President’s welcome
EULITA, the European Legal Interpreters and Translators Association, was founded in Antwerp, Belgium, on 26 November 2009. It is a non-profit association, established under the Criminal Justice Programme of the EU Commission’s Directorate-General of Freedom, Security and Justice (project number JLS/2007/JPEN/249). Its mission is to promote, in the interest of justice, the fundamental principles of human rights and fundamental freedoms; to advance the quality of legal translation and legal interpreting in both spoken and signed languages; to stimulate appropriate training and enable mutual recognition of qualifications and practice among the EU Member States; to promote professionalism and the recognition of the professional status of qualified legal interpreters and translators, which includes the creation of national and eventually EU-wide registers; as well as to promote strict adherence to a professional code of ethics.
In spring 2023 a new Executive Committee started its mandate, this time with representatives from the Czech Republic, France, Italy, Poland, Slovenia, Spain and Sweden. We are honoured to be representing more than 90 members from about 40 countries all over the world.
Approaching the 15th anniversary of EULITA in 2024, the new Executive Committee will make every effort to contribute to the above points of the EULITA mission in the new mandate. The main focus will continue to be on the EU, although many activities will be broader, notably the EULITA efforts within the International Standardisation Organisation (ISO), where we will contribute to the drafting and revision of standards in the fields of legal translation and legal interpreting in the ISO Technical Committee 37, Sub-committee 5.
In the EU the focus will remain on Directive 2010/64/EU on the right to interpretation and translation in criminal proceedings. The directive, which was formally transposed in all EU Member States with the exception of Denmark, has not been fully applied in many countries. A very important provision of the directive is its Article 5, which stipulates that Member States shall take concrete measures to ensure that the interpretation and translation provided meets a certain level of quality. Particular attention should be paid to recruitment, national registers, competences and skills. The impression is that while more than a decade after the transposition of the directive in some countries steps in the direction of providing good quality of interpretation and translation have been taken or are being taken, in others there is still considerable room for improvement.
Well maintained national registers of qualified legal translators and interpreters may well prove to be even more important in these times of machine-generated products and AI, when the question of liability of the companies putting such products on the market, or those commissioning them, has not yet been addressed properly.

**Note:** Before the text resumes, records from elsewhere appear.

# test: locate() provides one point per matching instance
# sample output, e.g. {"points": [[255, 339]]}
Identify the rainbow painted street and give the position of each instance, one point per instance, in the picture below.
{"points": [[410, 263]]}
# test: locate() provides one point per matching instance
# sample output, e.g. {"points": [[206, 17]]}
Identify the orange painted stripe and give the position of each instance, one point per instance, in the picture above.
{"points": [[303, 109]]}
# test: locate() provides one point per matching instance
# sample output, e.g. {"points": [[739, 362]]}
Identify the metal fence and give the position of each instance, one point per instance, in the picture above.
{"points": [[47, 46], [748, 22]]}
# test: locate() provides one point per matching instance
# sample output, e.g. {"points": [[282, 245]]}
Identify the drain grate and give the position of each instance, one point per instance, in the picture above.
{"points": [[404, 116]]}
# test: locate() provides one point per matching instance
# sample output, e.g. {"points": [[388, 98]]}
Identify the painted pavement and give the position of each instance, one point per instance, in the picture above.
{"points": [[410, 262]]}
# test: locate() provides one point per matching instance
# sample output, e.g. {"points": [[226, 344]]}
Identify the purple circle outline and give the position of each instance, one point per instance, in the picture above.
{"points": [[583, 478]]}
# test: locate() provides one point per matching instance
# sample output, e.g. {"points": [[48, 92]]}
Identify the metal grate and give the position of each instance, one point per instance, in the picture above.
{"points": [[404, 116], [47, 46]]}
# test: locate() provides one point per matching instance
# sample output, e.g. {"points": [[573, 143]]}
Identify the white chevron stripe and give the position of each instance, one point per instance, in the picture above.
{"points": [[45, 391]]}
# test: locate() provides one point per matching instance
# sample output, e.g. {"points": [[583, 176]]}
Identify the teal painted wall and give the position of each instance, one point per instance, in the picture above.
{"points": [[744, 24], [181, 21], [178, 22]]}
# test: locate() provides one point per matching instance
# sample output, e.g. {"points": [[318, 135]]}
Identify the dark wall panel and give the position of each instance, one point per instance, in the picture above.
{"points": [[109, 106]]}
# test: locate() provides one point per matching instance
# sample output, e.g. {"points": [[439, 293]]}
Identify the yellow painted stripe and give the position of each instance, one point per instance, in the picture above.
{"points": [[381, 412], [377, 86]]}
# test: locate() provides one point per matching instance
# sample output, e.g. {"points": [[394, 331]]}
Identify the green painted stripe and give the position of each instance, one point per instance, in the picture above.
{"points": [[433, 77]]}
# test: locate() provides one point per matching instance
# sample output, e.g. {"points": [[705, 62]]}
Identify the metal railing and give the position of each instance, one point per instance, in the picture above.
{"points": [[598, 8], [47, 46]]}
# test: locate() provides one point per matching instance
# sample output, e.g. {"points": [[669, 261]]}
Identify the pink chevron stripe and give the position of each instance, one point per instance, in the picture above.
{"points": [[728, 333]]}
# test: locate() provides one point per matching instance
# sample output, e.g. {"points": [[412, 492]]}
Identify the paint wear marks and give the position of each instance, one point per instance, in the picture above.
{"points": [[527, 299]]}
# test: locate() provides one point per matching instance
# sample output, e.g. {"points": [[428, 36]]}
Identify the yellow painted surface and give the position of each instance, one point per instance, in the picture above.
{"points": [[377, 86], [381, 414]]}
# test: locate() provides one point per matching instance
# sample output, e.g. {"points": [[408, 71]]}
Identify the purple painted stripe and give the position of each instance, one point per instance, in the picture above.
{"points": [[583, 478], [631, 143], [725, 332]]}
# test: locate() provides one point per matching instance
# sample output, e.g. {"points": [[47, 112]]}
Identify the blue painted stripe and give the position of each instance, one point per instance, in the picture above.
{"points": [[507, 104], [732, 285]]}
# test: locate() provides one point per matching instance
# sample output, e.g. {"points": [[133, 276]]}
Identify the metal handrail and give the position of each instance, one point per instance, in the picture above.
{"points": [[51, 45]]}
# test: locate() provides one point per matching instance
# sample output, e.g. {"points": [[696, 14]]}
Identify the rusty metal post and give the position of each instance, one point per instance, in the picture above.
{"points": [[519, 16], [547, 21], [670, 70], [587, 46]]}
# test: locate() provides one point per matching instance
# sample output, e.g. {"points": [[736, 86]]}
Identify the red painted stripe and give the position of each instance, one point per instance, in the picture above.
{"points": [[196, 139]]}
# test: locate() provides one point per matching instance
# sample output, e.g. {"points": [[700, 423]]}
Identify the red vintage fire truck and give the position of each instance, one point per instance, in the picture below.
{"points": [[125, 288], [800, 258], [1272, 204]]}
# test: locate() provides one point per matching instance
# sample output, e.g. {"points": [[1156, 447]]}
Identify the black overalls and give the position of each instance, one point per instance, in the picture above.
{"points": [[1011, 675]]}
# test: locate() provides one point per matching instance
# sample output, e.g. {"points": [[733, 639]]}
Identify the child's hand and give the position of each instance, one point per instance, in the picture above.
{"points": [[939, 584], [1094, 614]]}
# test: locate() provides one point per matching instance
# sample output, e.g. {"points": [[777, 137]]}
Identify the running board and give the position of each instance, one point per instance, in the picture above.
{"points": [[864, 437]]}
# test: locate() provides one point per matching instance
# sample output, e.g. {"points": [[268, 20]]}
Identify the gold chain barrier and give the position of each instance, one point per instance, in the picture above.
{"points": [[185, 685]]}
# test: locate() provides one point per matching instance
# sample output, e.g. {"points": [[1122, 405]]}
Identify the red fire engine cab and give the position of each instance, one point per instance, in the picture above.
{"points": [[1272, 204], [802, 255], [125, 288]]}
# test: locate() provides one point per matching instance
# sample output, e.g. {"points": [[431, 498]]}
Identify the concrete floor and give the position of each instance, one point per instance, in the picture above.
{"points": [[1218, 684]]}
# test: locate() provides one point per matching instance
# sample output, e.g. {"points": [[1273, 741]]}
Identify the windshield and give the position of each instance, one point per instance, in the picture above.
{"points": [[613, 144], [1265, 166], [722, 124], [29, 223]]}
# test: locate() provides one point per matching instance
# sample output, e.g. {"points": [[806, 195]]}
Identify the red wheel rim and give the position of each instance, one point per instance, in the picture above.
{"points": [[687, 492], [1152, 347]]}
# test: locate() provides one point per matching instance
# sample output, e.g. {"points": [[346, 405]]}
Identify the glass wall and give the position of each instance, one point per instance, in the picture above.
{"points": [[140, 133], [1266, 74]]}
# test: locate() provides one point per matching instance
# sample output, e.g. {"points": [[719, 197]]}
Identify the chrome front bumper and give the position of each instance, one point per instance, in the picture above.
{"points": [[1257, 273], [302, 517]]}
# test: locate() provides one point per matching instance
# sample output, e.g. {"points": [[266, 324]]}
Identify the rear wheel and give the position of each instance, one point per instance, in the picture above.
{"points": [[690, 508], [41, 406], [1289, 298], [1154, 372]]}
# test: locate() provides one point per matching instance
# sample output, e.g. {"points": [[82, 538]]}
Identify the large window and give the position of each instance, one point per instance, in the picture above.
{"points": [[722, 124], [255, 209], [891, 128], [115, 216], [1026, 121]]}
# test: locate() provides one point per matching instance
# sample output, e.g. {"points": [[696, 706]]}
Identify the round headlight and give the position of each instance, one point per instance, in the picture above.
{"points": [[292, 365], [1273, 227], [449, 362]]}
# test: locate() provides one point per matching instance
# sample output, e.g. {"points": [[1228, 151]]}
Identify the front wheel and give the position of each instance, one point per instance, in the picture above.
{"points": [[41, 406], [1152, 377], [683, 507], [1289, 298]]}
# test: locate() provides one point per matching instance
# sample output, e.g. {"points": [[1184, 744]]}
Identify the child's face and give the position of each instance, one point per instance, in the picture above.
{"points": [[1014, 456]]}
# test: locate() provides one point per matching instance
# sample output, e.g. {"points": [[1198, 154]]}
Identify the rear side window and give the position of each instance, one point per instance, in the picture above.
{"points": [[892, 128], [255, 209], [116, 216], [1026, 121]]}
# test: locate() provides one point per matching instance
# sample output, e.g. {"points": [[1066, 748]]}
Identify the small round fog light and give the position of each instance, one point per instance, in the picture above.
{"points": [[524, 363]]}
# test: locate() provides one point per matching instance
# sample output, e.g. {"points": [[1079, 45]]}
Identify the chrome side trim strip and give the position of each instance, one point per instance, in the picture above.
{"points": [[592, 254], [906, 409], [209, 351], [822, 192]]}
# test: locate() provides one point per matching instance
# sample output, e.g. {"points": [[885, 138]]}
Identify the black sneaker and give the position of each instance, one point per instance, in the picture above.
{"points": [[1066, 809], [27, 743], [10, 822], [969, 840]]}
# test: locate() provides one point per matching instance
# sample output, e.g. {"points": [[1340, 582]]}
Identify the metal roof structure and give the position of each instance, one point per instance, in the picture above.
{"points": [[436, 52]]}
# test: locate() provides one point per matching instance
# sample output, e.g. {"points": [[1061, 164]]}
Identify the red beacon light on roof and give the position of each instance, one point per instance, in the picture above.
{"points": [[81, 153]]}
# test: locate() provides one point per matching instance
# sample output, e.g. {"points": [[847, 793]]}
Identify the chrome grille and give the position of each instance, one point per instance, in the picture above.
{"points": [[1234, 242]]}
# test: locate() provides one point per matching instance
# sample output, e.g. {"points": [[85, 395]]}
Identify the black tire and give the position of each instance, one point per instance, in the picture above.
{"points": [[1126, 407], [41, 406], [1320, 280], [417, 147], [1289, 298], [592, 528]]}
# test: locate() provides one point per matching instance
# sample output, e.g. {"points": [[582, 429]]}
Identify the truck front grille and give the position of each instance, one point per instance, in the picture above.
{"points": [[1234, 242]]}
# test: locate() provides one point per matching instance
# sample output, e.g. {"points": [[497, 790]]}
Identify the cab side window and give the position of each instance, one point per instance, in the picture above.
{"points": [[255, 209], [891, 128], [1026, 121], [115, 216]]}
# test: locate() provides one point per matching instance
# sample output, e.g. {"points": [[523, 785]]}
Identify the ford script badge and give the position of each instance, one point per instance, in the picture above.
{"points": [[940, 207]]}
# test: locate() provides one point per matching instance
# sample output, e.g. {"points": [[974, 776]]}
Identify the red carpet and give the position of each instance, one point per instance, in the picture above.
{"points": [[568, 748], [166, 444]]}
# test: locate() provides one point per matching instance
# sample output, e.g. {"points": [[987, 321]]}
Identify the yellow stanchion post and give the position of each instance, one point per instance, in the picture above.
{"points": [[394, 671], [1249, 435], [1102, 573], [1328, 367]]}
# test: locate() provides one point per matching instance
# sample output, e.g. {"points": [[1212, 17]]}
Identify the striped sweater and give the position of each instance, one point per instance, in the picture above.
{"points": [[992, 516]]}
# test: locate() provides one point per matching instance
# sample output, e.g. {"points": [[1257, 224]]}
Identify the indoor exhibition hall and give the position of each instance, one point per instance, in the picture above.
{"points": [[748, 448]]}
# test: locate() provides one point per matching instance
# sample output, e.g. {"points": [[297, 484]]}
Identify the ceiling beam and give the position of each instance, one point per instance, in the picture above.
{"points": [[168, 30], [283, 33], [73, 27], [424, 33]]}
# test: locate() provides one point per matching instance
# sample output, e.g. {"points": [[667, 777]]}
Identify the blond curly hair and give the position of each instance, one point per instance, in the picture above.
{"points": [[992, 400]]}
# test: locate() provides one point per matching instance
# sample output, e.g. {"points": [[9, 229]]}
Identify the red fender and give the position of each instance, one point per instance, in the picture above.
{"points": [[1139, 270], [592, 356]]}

Every effort should be made that in legal settings only translation and interpretation of high quality should be provided and that such services are never anonymous and without knowing who is liable for them.
All members of the newly elected Executive Committee hope that through fruitful dialogue we will be able to engage with different stakeholders, including the users of our services and institutional counterparts at the international and national level, about the key issues legal translators and interpreters are facing nowadays.